I confess there are times I leave the conversation. Not bodily, but heart, mind, and soul. I drift. Such a time happened the other night. I was having dinner with a group of long-time friends. We were outside in one’s lovely yard which overlooks a golf course and the hills beyond. My wandering off, metaphorically speaking, began with a flock of ducks flying overhead across the darkening sky. And then birds broke into song all about us, flitting from bush to bush. It was such a joyful moment. And although I tried to call my friends’ attention to the ducks and birds, it maybe was just a singular moment for me, astonished by the joy in it all. A moment to savor.

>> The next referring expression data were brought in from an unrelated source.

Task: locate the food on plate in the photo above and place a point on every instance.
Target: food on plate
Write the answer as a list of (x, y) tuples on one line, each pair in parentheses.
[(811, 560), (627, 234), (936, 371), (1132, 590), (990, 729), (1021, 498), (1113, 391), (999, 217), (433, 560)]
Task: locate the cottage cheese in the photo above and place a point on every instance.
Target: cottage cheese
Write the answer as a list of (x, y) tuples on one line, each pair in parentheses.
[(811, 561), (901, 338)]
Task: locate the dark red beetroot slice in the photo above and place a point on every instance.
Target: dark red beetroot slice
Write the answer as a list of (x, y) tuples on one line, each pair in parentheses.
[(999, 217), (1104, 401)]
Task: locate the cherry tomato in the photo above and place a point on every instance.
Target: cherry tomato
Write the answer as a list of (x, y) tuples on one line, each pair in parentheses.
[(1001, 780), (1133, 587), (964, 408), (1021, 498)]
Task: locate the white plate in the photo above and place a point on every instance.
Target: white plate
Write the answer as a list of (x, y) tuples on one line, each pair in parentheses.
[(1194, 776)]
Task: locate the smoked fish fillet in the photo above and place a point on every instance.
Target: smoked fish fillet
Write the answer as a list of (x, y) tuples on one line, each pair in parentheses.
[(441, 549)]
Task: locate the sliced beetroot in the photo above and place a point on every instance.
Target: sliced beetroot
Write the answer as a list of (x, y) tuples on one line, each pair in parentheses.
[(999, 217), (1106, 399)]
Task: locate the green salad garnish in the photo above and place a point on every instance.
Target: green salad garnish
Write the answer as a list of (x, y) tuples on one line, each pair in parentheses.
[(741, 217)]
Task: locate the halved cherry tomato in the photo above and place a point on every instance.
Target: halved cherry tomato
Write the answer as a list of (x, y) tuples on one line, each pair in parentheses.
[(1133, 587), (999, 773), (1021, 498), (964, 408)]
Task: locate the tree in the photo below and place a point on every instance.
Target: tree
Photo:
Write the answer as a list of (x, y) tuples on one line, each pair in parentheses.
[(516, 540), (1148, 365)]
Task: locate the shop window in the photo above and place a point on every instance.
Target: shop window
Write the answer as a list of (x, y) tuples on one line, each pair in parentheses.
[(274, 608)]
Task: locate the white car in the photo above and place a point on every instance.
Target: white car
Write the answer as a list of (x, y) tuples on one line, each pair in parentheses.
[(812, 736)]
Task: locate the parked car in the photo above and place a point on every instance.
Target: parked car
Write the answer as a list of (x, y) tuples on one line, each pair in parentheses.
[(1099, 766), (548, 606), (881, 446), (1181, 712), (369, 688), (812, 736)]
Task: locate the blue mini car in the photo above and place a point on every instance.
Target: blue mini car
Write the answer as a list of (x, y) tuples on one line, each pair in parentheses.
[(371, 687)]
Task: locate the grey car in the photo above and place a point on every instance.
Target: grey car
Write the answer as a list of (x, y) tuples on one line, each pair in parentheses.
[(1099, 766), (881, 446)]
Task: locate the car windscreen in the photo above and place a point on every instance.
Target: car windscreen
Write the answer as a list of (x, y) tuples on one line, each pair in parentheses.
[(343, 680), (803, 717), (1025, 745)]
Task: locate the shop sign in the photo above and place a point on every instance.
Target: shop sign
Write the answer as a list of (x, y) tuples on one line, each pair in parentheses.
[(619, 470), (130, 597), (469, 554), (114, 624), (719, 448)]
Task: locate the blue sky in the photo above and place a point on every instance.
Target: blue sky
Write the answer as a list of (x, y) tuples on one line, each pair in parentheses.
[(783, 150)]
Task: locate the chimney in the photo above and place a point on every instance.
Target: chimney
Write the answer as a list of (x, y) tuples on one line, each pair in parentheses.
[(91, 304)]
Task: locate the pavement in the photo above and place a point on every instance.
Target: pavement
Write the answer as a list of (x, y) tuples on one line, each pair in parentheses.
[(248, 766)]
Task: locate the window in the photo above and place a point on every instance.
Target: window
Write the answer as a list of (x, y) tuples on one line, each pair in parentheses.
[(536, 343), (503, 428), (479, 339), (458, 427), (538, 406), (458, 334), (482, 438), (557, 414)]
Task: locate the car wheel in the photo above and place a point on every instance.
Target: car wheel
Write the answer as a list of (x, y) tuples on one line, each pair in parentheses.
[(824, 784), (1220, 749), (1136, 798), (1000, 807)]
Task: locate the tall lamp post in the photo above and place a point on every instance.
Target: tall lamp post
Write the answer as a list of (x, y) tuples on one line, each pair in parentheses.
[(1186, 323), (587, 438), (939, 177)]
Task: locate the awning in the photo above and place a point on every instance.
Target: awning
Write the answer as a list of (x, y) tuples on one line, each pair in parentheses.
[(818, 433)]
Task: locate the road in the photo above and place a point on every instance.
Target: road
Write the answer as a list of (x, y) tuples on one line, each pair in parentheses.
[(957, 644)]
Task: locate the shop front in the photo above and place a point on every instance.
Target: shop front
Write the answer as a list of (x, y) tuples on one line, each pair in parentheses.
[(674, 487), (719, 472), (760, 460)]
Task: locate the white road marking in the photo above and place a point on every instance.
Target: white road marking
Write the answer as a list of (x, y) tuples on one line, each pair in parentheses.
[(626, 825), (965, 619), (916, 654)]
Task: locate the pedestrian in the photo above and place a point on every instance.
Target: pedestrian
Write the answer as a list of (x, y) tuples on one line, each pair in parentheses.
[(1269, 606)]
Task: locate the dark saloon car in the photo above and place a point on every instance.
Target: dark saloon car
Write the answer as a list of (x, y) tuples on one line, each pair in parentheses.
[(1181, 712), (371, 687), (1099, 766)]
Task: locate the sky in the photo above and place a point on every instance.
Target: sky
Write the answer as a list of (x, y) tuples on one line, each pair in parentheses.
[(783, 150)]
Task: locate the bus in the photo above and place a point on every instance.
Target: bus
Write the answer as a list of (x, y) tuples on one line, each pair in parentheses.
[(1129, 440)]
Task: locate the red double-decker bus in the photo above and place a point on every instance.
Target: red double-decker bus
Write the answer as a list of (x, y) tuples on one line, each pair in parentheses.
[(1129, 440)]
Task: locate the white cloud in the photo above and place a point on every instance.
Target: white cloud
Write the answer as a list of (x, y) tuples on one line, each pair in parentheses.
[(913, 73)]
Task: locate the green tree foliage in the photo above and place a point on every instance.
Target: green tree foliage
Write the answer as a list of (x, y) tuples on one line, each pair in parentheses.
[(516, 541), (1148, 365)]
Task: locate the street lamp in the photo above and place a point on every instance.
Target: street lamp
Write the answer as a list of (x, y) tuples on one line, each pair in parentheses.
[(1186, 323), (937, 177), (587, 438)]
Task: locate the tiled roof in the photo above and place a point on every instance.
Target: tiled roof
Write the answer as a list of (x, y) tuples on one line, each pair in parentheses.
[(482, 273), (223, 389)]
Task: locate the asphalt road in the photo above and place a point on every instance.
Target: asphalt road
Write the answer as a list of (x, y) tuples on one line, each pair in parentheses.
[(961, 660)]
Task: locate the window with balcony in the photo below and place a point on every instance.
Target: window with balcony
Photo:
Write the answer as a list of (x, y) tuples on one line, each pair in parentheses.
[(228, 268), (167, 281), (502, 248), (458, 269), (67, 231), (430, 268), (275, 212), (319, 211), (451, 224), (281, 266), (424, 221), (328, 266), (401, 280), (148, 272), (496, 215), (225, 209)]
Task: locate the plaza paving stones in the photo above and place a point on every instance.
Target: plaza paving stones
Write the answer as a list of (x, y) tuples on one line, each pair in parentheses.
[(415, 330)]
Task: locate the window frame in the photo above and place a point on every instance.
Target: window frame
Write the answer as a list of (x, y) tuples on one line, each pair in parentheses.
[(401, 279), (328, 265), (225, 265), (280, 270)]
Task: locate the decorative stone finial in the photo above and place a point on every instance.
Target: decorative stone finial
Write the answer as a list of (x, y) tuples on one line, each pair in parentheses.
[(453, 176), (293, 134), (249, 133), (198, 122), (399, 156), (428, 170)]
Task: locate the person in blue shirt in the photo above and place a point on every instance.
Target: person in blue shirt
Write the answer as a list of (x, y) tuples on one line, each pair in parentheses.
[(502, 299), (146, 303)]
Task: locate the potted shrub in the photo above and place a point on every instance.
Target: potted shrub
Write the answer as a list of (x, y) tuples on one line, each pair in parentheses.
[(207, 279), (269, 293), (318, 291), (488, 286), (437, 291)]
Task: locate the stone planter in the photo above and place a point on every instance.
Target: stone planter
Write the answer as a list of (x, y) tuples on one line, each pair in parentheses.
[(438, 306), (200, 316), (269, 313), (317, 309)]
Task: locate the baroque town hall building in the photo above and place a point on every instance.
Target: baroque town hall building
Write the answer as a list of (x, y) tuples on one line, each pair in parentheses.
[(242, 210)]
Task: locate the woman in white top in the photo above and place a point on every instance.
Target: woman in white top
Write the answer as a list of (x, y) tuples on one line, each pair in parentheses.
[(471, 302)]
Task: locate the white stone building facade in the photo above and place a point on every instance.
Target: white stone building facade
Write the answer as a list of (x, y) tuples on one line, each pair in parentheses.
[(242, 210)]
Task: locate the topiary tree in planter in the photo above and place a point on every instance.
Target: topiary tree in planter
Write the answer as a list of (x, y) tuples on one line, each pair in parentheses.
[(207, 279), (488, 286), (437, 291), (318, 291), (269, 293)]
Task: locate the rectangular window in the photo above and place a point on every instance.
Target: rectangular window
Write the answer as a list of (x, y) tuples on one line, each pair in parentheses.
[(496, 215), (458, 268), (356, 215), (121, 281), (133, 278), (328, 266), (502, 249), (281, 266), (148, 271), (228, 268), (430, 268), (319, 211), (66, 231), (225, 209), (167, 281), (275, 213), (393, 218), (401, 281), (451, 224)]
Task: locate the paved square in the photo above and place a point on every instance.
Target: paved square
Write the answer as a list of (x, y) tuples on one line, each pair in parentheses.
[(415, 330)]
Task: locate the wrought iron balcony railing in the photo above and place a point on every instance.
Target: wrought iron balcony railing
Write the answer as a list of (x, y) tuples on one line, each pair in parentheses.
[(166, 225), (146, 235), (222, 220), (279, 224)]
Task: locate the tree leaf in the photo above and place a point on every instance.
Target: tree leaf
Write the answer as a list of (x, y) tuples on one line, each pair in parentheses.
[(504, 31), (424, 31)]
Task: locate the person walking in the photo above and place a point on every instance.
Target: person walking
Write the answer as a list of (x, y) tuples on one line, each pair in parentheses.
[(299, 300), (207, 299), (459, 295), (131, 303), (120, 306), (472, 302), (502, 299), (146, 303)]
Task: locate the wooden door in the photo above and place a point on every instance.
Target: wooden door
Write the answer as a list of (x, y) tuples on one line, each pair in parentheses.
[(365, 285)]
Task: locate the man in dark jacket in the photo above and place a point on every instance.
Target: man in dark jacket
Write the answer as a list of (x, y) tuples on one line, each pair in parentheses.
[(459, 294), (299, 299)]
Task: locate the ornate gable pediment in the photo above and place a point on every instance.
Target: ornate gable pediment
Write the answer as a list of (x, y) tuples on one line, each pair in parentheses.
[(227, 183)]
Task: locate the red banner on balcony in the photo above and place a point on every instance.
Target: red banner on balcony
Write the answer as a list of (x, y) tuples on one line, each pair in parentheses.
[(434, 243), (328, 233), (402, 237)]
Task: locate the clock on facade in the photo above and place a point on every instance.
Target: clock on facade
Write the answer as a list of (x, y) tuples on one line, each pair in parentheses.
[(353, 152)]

Mary Oliver often captures such moments.
Consider her poem, What Gorgeous Thing about the ineffable joy in bird song:
I do not know what gorgeous thing
the bluebird keeps saying,
his voice easing out of his throat,
beak, body into the pink air
of the early morning. I like it
whatever it is. Sometimes
it seems the only thing in the world
that is without dark thoughts.
Sometimes it seems the only thing
in the world that is without
questions that can’t and probably
never will be answered, the
only thing that is entirely content
with the pink, then clear white
morning and, gratefully, says so.
There is a wordless something in nature that communicates both nothing and everything, and sometimes we just need to drink it all in. (And then get back to the conversation before you’re missed.)